‘A cobertura que a Folha está fazendo do confronto entre Israel e Hamas motivou 136 leitores a se dirigir ao ombudsman para manifestar-se sobre ela. É o maior número de mensagens recebidas sobre um assunto em quatro meses.
A maioria foi em reação a textos opinativos: 24 ao de João Pereira Coutinho, 11 à coluna de Sérgio Malbergier na Folha Online (ambos favoráveis a Israel) e 16 à de Clóvis Rossi (crítico dos israelenses).
Não há muito que o ombudsman possa fazer quando o leitor se dirige a ele para se queixar de opiniões de que discorda. O ombudsman historicamente não trata da opinião de colunistas ou mesmo do jornal.
Porque opinião é uma questão parecida com religião. É muito difícil provar que uma é ‘certa’ e outra ‘errada’. É algo que entra no terreno das convicções, dos valores pessoais.
O ombudsman tem de se ater aos aspectos técnicos do jornalismo, ao factual, ao comprovável, ao verificável, para não cair nesse terreno pantanoso das opiniões.
Desde que o jornal assegure que os vários lados em disputa tenham sua posição publicada de maneira mais ou menos equilibrada, ele estará cumprindo sua tarefa de fomentar o debate público. Creio que a Folha tem agido desse modo nestas duas semanas.
Alguns leitores pediram a minha opinião. Na condição de ombudsman, minha opinião sobre os fatos é irrelevante. Revelá-la publicamente, inclusive, atrapalharia o meu trabalho porque qualquer crítica técnica que eu fizesse depois disso poderia ser interpretada como se eu estivesse me valendo dela como instrumento para favorecer a minha posição individual.
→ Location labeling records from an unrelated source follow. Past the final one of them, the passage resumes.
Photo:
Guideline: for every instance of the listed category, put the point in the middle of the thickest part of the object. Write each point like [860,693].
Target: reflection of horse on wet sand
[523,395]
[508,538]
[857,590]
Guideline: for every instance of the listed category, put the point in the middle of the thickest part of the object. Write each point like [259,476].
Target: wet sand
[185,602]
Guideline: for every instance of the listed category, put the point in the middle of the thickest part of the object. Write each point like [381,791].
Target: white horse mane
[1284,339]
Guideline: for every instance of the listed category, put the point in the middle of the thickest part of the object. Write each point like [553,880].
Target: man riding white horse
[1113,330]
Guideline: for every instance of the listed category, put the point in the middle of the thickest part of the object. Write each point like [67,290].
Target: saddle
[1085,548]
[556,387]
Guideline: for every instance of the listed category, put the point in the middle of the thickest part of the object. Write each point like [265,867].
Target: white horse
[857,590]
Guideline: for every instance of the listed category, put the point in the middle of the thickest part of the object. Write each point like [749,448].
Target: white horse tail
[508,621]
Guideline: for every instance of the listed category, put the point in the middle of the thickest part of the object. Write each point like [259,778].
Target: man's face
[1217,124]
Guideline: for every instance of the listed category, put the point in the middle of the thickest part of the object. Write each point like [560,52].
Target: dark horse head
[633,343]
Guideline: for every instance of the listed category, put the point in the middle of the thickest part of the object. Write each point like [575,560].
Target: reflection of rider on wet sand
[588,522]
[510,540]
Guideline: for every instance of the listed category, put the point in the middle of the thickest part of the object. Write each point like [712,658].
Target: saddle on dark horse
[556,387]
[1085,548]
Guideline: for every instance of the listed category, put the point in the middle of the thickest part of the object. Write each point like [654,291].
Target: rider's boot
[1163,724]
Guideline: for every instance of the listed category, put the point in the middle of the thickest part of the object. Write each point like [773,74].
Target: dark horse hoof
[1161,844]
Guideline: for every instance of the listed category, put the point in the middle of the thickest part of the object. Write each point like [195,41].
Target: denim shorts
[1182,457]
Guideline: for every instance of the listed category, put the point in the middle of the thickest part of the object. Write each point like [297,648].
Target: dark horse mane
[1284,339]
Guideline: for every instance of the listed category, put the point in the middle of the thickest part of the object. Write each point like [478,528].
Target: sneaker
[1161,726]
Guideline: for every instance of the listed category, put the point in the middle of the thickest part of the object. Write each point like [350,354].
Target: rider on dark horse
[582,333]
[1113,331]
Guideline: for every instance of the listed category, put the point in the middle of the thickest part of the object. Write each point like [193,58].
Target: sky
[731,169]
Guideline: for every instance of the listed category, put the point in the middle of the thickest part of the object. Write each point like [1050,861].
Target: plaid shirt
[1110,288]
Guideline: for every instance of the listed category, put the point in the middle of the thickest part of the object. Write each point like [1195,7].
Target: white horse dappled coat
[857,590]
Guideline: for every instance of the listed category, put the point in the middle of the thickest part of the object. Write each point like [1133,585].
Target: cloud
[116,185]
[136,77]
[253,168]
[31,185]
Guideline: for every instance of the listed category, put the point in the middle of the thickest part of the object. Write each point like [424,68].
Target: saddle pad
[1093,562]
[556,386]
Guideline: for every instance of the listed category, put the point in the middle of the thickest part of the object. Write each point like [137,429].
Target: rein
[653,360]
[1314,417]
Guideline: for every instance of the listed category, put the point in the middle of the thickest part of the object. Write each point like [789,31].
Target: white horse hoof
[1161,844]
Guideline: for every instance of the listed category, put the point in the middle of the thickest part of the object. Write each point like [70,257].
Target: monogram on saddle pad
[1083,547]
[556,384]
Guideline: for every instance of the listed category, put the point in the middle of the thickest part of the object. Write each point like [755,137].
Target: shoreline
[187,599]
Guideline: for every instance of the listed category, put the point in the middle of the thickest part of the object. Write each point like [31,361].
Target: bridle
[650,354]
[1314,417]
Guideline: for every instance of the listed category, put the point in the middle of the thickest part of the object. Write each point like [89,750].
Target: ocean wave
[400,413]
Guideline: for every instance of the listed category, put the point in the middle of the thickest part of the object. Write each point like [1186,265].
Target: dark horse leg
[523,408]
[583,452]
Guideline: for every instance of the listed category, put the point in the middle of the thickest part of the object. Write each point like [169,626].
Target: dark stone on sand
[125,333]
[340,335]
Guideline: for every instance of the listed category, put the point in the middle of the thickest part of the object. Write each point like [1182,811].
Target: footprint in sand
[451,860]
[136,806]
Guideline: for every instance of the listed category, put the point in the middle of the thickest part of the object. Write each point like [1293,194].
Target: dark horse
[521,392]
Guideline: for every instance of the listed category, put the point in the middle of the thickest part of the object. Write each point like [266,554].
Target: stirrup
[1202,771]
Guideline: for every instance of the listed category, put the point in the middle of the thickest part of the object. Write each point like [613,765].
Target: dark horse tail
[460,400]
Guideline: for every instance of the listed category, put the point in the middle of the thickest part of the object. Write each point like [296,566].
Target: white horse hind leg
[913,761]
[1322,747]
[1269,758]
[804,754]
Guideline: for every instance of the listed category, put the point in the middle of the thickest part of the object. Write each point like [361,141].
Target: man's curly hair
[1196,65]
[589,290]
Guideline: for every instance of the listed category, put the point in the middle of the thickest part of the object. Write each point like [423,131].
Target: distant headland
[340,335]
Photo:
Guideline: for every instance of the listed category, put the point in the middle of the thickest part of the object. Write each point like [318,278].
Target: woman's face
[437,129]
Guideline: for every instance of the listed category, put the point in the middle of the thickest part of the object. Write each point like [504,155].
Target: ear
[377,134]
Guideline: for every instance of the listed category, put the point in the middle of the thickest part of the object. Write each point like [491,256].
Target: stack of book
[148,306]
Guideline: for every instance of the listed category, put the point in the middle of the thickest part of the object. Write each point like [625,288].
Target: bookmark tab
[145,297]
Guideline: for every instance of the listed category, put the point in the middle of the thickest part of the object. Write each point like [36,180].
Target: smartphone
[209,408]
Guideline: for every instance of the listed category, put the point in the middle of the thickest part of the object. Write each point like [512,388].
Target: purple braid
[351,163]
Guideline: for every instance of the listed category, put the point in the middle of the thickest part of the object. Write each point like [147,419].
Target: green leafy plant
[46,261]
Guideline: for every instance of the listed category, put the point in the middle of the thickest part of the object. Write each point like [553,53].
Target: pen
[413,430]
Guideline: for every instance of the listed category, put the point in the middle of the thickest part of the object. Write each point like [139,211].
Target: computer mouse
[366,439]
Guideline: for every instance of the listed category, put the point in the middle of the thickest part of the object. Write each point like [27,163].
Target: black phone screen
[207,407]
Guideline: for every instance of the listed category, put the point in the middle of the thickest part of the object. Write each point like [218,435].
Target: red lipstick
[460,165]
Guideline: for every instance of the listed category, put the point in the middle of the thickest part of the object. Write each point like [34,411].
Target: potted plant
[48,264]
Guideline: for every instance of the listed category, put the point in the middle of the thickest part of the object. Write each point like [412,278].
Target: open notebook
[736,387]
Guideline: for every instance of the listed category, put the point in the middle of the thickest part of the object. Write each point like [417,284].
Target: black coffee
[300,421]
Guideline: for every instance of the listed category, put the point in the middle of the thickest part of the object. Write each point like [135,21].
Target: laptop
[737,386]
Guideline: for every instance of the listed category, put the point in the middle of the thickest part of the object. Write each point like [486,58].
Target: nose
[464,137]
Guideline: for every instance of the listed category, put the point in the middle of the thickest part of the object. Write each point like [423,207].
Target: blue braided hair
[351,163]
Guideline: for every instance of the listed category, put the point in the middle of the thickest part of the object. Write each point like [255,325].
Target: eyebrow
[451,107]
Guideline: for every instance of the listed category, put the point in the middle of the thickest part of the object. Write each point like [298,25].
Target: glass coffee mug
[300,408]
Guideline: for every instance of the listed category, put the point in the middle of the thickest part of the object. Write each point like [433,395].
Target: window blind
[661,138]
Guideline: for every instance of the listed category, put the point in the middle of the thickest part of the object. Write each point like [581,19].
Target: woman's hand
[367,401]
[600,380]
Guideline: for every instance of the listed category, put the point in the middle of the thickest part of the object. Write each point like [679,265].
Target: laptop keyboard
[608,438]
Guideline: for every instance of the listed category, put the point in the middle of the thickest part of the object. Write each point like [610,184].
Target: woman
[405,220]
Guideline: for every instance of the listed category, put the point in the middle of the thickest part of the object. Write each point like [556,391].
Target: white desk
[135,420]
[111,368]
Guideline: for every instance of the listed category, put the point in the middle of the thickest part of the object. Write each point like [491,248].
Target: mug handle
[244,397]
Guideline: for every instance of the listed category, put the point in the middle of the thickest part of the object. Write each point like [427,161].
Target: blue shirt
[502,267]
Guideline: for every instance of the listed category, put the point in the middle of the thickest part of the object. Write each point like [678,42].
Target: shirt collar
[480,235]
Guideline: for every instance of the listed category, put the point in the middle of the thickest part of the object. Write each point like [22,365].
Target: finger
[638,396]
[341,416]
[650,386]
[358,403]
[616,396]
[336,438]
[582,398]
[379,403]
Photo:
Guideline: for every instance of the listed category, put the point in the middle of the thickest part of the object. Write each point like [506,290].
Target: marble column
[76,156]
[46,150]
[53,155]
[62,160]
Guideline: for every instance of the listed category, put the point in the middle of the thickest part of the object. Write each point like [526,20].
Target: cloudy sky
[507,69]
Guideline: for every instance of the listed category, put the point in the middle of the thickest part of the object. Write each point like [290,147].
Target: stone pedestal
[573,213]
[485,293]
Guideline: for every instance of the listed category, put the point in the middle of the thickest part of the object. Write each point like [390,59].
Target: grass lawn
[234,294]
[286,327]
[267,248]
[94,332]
Depois das opiniões, as fotos de crianças foram o ponto lembrado por maior número de leitores: 31, dos quais apenas 3 defenderam a sua publicação. Já tratei desse aspecto na semana passada e mantenho minha posição de que, por enquanto, o jornal tem agido dentro de parâmetros aceitáveis, sem descambar para a morbidez ou sensacionalismo.
Além da manutenção do apartidarismo, o melhor da cobertura do conflito tem sido a atuação do seu enviado especial. A correspondência de guerra é uma das mais difíceis tarefas do jornalismo, especialmente quando uma das partes limita a mobilidade dos repórteres, como faz o governo israelense, que os impede de entrar em Gaza.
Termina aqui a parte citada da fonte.